Instinctivement, je claudique vers l'endroit ou Cléandre s'était garé. Mon cœur tressaute de joie lorsque j'avise la vieille citadine où mon amoureux s'est appuyé. Dans une de ses mains, Cléandre tient une cannette de soda. Dans l'autre, son téléphone. La contrariété qui chiffonne ses traits s'atténue sitôt qu'il m'aperçoit.

— Ça va ?

Il range son téléphone à la va-vite. Sa main monte vers son oreille, mais avant de se triturer le lobe comme il en a l'habitude, Cléandre ferme le poing, puis étire ses doigts et me tend la canette.

— Je t'ai pris ça au distributeur.

— Tu devrais être en cours, non ? Tu es sûr que ça va, insisté-je.

Il hésite avant d'esquisser un sourire tendre.

— Mieux maintenant que tu es là. Et toi aussi, ça va, on dirait ! Tu... tu dors chez moi, ce soir ?

— Sérieux ?

— Oui... On a besoin de se retrouver... non ? De se retrouver vraiment. Se faire un truc romantique. Je pourrais te cuisiner un truc et on se regarde un film ? Comme je ne viens pas au cinéma...

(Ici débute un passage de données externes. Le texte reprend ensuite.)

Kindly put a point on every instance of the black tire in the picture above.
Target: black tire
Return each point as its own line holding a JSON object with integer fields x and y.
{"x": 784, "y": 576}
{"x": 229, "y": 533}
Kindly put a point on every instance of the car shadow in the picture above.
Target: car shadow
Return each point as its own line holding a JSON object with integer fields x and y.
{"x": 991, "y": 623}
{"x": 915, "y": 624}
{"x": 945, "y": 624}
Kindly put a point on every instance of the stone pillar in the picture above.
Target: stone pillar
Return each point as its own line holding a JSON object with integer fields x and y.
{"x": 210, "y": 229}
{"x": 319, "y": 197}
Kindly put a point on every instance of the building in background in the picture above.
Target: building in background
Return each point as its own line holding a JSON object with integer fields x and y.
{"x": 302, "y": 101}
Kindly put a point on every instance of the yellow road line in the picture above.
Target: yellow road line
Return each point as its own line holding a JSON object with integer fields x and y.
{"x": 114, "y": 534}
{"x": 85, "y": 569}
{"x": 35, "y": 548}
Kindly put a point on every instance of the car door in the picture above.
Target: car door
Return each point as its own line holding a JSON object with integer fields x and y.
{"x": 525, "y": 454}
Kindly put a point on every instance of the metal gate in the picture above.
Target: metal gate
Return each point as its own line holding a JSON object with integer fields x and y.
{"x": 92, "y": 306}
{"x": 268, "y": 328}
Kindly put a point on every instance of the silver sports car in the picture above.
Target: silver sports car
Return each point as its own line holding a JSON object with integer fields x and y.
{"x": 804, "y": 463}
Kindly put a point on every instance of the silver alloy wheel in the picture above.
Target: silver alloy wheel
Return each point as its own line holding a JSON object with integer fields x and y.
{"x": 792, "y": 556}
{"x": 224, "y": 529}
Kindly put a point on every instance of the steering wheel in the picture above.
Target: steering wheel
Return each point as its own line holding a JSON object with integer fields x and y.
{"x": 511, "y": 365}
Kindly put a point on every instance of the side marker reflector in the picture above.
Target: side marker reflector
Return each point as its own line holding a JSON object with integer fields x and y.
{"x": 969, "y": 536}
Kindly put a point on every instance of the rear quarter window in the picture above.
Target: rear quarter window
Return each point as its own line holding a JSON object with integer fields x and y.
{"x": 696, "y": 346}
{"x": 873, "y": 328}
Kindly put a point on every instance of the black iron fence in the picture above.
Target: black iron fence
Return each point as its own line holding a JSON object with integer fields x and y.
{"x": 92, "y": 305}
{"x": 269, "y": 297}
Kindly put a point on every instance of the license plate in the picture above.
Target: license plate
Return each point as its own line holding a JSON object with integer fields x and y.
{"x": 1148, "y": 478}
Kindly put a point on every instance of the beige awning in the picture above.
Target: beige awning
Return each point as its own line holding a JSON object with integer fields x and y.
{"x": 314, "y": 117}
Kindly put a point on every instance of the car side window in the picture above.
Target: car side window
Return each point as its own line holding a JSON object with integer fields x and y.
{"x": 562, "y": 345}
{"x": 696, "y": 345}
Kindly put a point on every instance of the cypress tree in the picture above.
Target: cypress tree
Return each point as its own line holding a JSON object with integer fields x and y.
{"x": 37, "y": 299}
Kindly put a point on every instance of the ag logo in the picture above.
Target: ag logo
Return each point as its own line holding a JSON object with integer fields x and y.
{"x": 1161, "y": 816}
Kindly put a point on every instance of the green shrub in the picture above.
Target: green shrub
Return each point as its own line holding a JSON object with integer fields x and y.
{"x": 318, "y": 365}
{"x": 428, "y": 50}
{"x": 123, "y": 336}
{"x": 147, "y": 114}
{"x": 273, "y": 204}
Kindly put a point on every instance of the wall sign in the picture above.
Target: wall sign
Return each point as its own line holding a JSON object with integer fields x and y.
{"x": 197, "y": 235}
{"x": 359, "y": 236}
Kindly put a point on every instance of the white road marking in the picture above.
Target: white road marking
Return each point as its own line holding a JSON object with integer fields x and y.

Ma bouche s'assèche tandis que je grimpe dans la voiture. Une fois que nous sommes tous deux installés et attachés, je me tourne vers mon amoureux :

— Clé... tu es en train de me proposer un rencard ?

— Une soirée en amoureux, plutôt. Si tu veux un rencard...

— Et comment, que je veux un rencard ! le coupé-je sans parvenir à m'en empêcher.

Ses fossettes se creusent.

— Alors nous en ferons un.

La joie gonfle mon coeur en même temps que l'incrédulité. Après m'avoir embrassé dans un couloir d'hôpital, il veut m'emmener en rencard ?

— Attends... un vrai ?

— Oui.

— Que tous les deux ?

— Évidemment.

— En public ?

— Oui. 

— Mais... en tant que couple ?

— Je n'ai pas pour habitude d'inviter mes potes pour un rencard, s'amuse-t-il. 

Je me sens un peu idiot, mais peu importe : je crois bien que je n'ai jamais été aussi heureux de ma vie ! Je pourrais sauter, hurler danser... si je n'étais pas assis dans cette voiture !

— ... enfin, sauf Servan, reprend Cléandre.

— Euh... quoi ?

— Je suis déjà allé en rencard avec Servan.

J'ouvre des yeux ronds. Ma joie ne s'est pas dissipée, mais elle se ternit de jalousie. Le pire ? Je ne sais pas trop duquel des deux je suis jaloux !

Certes, j'aime Cléandre à la folie. Mais Servan, quoi ! Le chanteur idole des jeunes ! Mon grand crush d'ado, même si je mourais plutôt que de l'admettre.  Et en même temps, ce chanteur est ami avec Cléandre. Et un peu plus que ça, si j'ai bien compris.

— Tu as vraiment invité Servan, LE Servan en rencard ? Devant tout le monde ?

— En fait, non, c'est Servan qui m'a invité. Deux ou trois fois, et c'était au Del A sève.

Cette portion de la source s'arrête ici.